According to Mr. Satyarthi, if unchecked, the numbers will mean that the UN Sustainable Development Goals, that mandate every country to “eradicate forced labour, end modern slavery and human trafficking and secure the prohibition and elimination of the worst forms of child labour, including recruitment and use of child soldiers, and by 2025 end child labour in all its forms,” (UN SDG 8.7) cannot be realised. A “Global Slavery Index” survey used by ILO also said that India has the highest number of men, women and children in “modern slavery”, a term the Modi government has objected to, calling for the use of “forced labour” instead.
“Different governments agree with some phrases and terminologies and words and some other governments are very sensitive about it. But the reality is that government has collaborated with us at the State level, at local levels in rescuing girls and boys being trafficked and who are bonded labour. And that is, in the broader definition, the contemporary form of slavery,” Mr.

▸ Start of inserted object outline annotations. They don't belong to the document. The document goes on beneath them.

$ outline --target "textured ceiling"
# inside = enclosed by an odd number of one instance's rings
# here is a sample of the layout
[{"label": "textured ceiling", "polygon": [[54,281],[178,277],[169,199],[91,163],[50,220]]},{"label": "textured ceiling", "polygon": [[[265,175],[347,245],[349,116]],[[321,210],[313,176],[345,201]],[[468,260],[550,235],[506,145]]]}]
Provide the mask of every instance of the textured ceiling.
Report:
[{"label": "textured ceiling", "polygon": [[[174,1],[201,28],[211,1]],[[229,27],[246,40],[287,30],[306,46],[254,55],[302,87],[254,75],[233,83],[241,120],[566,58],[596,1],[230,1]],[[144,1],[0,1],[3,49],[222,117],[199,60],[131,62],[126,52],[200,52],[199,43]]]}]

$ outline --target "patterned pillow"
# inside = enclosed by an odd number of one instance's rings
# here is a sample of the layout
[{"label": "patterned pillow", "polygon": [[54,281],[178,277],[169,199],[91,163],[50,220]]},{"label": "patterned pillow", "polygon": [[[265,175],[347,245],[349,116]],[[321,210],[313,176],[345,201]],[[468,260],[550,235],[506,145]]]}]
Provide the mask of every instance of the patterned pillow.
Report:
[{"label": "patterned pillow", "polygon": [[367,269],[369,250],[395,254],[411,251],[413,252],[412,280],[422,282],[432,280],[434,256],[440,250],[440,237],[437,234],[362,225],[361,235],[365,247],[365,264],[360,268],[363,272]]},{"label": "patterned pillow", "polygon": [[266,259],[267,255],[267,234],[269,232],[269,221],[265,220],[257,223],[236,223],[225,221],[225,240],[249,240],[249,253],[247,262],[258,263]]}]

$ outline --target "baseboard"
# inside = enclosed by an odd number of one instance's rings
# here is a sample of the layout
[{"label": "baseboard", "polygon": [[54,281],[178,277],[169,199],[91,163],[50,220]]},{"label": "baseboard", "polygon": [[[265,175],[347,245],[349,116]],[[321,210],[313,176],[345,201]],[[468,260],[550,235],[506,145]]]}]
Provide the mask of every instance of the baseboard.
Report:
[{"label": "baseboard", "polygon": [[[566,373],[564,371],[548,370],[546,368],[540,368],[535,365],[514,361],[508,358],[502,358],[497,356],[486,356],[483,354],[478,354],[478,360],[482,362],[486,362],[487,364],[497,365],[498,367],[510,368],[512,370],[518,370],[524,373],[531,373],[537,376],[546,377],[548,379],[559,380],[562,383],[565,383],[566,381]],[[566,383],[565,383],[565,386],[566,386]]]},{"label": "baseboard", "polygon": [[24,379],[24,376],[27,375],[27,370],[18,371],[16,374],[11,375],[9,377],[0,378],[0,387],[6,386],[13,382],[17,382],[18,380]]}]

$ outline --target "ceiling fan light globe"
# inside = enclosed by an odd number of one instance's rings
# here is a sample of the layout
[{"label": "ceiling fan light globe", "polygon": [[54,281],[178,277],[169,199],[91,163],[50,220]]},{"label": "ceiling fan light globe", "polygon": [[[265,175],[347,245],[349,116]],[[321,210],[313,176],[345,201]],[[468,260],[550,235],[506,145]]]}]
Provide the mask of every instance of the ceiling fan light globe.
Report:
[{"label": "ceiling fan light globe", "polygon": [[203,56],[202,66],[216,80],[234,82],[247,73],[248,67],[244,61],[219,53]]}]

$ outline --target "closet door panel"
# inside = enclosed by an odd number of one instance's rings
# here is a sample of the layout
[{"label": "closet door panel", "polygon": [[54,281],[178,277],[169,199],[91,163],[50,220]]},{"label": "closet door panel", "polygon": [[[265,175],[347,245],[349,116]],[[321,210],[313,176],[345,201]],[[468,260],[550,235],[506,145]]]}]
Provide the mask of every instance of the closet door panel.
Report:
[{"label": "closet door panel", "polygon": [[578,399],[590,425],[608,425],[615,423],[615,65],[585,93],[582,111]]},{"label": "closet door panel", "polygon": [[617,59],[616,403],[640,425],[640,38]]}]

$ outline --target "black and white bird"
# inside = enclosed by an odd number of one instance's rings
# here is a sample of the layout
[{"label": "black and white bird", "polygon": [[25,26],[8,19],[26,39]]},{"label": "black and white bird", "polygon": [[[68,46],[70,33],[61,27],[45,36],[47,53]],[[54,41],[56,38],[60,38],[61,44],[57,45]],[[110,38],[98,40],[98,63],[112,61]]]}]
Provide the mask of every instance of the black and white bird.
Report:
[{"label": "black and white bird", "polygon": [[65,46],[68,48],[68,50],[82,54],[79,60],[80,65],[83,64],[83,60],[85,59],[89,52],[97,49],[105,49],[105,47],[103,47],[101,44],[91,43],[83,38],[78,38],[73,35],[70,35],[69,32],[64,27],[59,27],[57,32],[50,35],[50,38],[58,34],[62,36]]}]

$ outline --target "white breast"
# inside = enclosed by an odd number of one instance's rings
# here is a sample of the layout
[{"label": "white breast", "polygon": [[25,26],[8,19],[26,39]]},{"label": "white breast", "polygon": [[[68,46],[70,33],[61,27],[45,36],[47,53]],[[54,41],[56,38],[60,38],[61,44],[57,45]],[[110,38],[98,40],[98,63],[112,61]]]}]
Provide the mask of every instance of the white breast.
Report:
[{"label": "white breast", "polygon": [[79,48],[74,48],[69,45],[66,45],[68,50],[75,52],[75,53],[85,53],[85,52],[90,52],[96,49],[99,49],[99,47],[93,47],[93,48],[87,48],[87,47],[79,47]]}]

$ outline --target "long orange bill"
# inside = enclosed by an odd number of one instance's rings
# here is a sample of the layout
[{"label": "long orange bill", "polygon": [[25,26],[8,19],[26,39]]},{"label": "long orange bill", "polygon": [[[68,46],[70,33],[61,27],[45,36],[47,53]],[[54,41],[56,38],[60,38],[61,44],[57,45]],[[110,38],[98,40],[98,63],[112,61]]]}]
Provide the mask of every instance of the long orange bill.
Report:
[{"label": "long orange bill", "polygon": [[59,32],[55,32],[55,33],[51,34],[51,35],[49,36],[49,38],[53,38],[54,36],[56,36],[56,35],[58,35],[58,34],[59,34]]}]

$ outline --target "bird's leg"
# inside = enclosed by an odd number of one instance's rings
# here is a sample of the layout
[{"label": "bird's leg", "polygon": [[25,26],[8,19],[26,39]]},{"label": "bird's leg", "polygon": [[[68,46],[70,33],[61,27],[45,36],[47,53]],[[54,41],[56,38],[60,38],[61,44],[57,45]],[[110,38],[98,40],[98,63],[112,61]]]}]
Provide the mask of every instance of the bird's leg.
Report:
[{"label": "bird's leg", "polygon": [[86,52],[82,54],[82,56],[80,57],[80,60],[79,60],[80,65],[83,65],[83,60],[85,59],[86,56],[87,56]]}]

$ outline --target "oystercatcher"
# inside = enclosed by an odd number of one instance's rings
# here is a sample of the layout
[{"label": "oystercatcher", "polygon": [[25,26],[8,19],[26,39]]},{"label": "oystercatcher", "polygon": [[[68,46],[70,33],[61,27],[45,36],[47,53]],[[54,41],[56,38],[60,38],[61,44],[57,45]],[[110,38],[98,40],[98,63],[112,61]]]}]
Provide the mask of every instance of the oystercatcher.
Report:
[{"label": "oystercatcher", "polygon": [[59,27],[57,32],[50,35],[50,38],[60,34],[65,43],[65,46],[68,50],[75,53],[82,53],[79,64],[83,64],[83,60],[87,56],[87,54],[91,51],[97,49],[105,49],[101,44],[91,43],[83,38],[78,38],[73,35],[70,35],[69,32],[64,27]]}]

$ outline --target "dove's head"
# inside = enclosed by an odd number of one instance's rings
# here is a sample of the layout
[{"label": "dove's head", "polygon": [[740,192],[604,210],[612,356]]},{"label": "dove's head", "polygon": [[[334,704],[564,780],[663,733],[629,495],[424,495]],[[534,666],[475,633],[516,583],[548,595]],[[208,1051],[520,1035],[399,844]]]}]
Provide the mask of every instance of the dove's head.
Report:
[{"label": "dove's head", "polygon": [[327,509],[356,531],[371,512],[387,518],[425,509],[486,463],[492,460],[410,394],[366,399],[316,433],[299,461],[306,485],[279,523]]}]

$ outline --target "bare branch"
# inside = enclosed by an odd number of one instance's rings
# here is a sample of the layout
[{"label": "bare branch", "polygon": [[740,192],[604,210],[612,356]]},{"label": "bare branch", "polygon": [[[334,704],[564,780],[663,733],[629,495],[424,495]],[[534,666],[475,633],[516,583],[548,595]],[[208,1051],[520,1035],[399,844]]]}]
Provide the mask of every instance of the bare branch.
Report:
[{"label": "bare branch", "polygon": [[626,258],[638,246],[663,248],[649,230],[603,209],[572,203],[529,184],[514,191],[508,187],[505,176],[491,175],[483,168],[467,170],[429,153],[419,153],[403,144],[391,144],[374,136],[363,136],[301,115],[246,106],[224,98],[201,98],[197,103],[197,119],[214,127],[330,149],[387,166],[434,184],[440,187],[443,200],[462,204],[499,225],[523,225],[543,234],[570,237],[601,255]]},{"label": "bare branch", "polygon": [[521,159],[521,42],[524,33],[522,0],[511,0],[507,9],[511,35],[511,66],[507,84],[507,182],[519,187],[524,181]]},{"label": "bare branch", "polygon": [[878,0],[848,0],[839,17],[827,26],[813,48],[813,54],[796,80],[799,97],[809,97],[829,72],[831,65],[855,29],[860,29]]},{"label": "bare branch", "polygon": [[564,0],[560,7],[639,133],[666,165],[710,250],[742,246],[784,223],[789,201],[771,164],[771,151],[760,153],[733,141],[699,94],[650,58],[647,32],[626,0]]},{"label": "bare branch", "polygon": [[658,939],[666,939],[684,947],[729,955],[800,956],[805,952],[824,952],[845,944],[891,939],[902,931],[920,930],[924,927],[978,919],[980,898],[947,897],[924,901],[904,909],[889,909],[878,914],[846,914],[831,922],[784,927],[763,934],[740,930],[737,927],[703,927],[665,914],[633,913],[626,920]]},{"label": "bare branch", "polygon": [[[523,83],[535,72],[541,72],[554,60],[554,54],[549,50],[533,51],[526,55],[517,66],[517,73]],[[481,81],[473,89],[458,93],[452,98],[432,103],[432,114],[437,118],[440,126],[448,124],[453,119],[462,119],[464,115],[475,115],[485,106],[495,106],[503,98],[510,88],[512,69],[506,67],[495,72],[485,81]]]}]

Satyarthi said.
He added that while India has ratified two important ILO conventions on the worst forms of child labour and on the minimum age of employment, it falls short in preventing children from being exploited due to lack of enough investment in education, nutrition and protection.
When asked about the recent government actions against international NGOs working on child rights and slavery issues that restricted foreign funds coming into India, as had been reported in The Hindu, Mr. Satyarthi said while he was unaware of the specific cases, “role of civil society organisations” was imperative, and there is a “serious need of dialogue and mutual trust between the state agencies, state and civil society”.
In terms of solutions, Mr. Satyarthi, who pioneered the “Rugmark” and “GoodWeave” standards to certify carpets and textiles that were not made by using child labour, said a “global social protection fund” especially for marginalised children in low income countries was needed to take the UN’s global goals forward.